Practice overview
It is with great sadness that we report that our great friend and colleague, Maggie Bloom died on 11 July 2018.
Maggie was held in high regard by friends and colleagues.
Before being called to the Bar, Maggie practised as a medical General Practitioner for over 13 years in south London. She sat as a Deputy Coroner for Inner London North and later for Greater London North for over 11 years. She also sat on an ethics committee for a Ministry of Defence research establishment.
Maggie became a barrister in 1994 and worked exclusively in the areas of Clinical Negligence, Personal Injury, Mental Health and Coroner’s Law.
She was recognised for many years in the legal directories, Legal 500 and Chambers and Partners as a leading clinical negligence practitioner.
She was respected by colleagues, competitors, clients and commentators working in this area of law who valued her experience, insight and tactical nous. Due to the nature of her work and the long-running nature of the cases she worked on, Maggie often lived through cases with her clients and the families affected for a very long time, often many years.
The large proportion of Maggie’s work as a barrister was in the field of clinical negligence, where her medical qualification enabled her to provide dual medical and legal insight into each case. She specialised in particular in brain injury at birth and cerebral palsy, and negligent treatment in the neonatal period.
Some highlights of Maggie’s other work include:
Anaesthetic negligence: aspiration during anaesthetic as a result of the wrong mask being used, leading to a mild brain injury in one case and death in the other. Delivery of a baby under inadequate epidural anaesthetic, causing pain and psychological injury and anaesthetic awareness during abdominal surgery, causing psychological injury.
Orthopaedic negligence: Surgery to the wrong intervertebral disc. Negligent orthopaedic surgery to toes, feet, knees and hips, including one case in which a small fragment of surgical glove was left in a hip joint causing infection. Failure to diagnose a fractured sacrum. Two cases of delay in the diagnosis of a ruptured Achilles tendon. Delay in the diagnosis of tibial fracture. Negligent severing of the knee tendons in child with cerebral palsy, instead of lengthening, causing reducing mobility.
Psychiatric negligence: including suicide after refusal to admit a patient to psychiatric unit. Three suicides of patients detained in psychiatric units. Wrongly diagnosed gender dysphoria leading to inappropriate surgery.

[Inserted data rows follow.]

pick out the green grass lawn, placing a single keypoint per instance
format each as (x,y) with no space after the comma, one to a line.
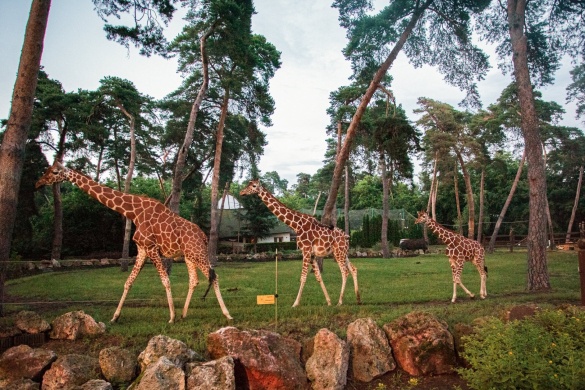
(389,288)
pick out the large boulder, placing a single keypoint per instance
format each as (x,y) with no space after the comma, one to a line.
(174,350)
(327,366)
(25,362)
(422,344)
(370,351)
(96,384)
(214,375)
(31,322)
(70,371)
(75,324)
(263,360)
(118,364)
(22,384)
(162,375)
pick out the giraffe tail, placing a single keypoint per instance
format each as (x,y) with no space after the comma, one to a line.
(212,278)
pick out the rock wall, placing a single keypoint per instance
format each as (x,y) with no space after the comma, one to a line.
(417,343)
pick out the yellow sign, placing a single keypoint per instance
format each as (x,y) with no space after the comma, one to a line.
(265,300)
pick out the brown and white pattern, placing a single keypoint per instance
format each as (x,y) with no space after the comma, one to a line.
(158,231)
(459,250)
(313,238)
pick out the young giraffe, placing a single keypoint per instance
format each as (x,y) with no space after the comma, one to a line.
(312,238)
(158,230)
(459,250)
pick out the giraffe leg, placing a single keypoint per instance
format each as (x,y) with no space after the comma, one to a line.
(193,282)
(342,261)
(482,277)
(207,272)
(320,280)
(140,259)
(457,268)
(304,271)
(353,271)
(164,277)
(220,299)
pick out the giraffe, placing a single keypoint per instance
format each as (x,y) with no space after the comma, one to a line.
(158,231)
(459,250)
(313,238)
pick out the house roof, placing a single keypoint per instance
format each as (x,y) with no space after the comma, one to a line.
(231,226)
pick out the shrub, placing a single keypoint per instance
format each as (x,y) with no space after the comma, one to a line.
(546,351)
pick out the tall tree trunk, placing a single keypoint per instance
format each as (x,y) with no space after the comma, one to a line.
(226,190)
(457,201)
(470,200)
(431,196)
(57,244)
(175,197)
(480,218)
(384,236)
(575,205)
(13,144)
(346,203)
(214,222)
(506,204)
(128,180)
(538,277)
(328,211)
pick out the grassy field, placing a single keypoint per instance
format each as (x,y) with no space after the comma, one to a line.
(389,288)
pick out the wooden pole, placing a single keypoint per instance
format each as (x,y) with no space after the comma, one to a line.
(581,245)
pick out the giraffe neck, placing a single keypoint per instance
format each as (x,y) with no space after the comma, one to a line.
(443,233)
(116,200)
(292,218)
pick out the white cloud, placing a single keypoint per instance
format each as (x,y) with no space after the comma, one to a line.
(305,31)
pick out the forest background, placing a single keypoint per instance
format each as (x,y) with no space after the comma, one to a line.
(466,157)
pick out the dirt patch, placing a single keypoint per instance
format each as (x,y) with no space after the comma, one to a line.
(400,380)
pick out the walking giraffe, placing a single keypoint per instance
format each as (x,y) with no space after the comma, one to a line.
(158,230)
(313,238)
(459,250)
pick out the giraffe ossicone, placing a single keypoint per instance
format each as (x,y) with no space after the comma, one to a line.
(459,250)
(158,231)
(313,238)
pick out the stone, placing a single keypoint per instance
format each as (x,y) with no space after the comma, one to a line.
(162,375)
(9,331)
(21,384)
(370,351)
(75,324)
(263,359)
(31,322)
(96,384)
(422,344)
(23,361)
(214,375)
(118,365)
(174,350)
(327,366)
(70,371)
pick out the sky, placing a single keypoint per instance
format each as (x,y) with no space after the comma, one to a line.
(307,34)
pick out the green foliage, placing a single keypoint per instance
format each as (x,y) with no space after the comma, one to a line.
(389,289)
(370,233)
(546,351)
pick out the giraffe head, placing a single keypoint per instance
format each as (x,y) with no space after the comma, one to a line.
(55,174)
(253,187)
(423,217)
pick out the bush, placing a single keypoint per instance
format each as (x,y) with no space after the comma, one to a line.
(546,351)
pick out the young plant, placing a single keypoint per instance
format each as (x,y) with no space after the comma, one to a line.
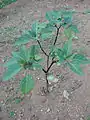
(59,24)
(4,3)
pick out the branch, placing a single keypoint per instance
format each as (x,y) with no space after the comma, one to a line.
(51,65)
(42,48)
(57,35)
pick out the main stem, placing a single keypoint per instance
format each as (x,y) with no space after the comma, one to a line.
(49,66)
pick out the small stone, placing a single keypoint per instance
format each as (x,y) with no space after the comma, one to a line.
(48,110)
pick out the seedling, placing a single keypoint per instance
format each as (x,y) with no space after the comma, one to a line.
(58,25)
(4,3)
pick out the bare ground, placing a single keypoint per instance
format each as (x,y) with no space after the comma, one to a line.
(37,106)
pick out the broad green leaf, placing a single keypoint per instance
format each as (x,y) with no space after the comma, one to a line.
(33,51)
(53,17)
(47,32)
(81,59)
(88,118)
(23,52)
(45,36)
(68,33)
(50,77)
(10,62)
(17,56)
(27,84)
(25,38)
(75,67)
(12,114)
(87,11)
(67,48)
(74,28)
(60,55)
(67,13)
(12,71)
(35,30)
(4,3)
(18,100)
(36,66)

Paediatric negligence: Delay in diagnosis of congenital hip dysplasia. Failure to diagnose retinopathy of prematurity leading to blindness. Extravasation of intravenous treatment in a newborn baby leading to tissue damage and scarring. Failure to diagnose a blocked shunt in a child with hydrocephalus, causing blindness.
Obstetric negligence: four cases involving injuries to the mother sustained during birth and negligently treated leading to fistulae, incontinence and in one case a colostomy. Delayed diagnosis of premature rupture of membranes in pregnancy, leading to infection, chorioamnionitis and death of the baby.
General surgical negligence: Transection of the common bile duct. Unnecessary bowel resection due to misdiagnosis. Bowel perforation due to faulty laparoscopic diathermy scissors, unnecessary endoscopic retrograde cholangiopancreatography (ERCP) leading to pancreatitis and death. Delay in diagnosis of a bleed after laparoscopic surgery leading to an infected haematoma and peritonitis. Surgical bowel perforation at open operation not diagnosed, leading to peritonitis, septicaemia and bowel resection.
Oncological negligence: Cases involving delay in diagnosis of bowel cancer, breast cancer and cervical cancer. Cases involving unnecessary and inappropriate breast surgery and ovarian surgery as a result of misdiagnosis.
General Practitioners negligence: failure to diagnose and refer cases of coronary thrombosis and pulmonary embolus.
Ophthalmic negligence: Inappropriate laser eye treatment in previously damaged eyes, leading to poorer vision. Delay in diagnosis of glaucoma by optometrist and General Practitioner in an adult. Failure by a hospital to provide adequate treatment for diabetic retinopathy. Failure by an optometrist and a General Practitioner to refer a patient with glaucoma.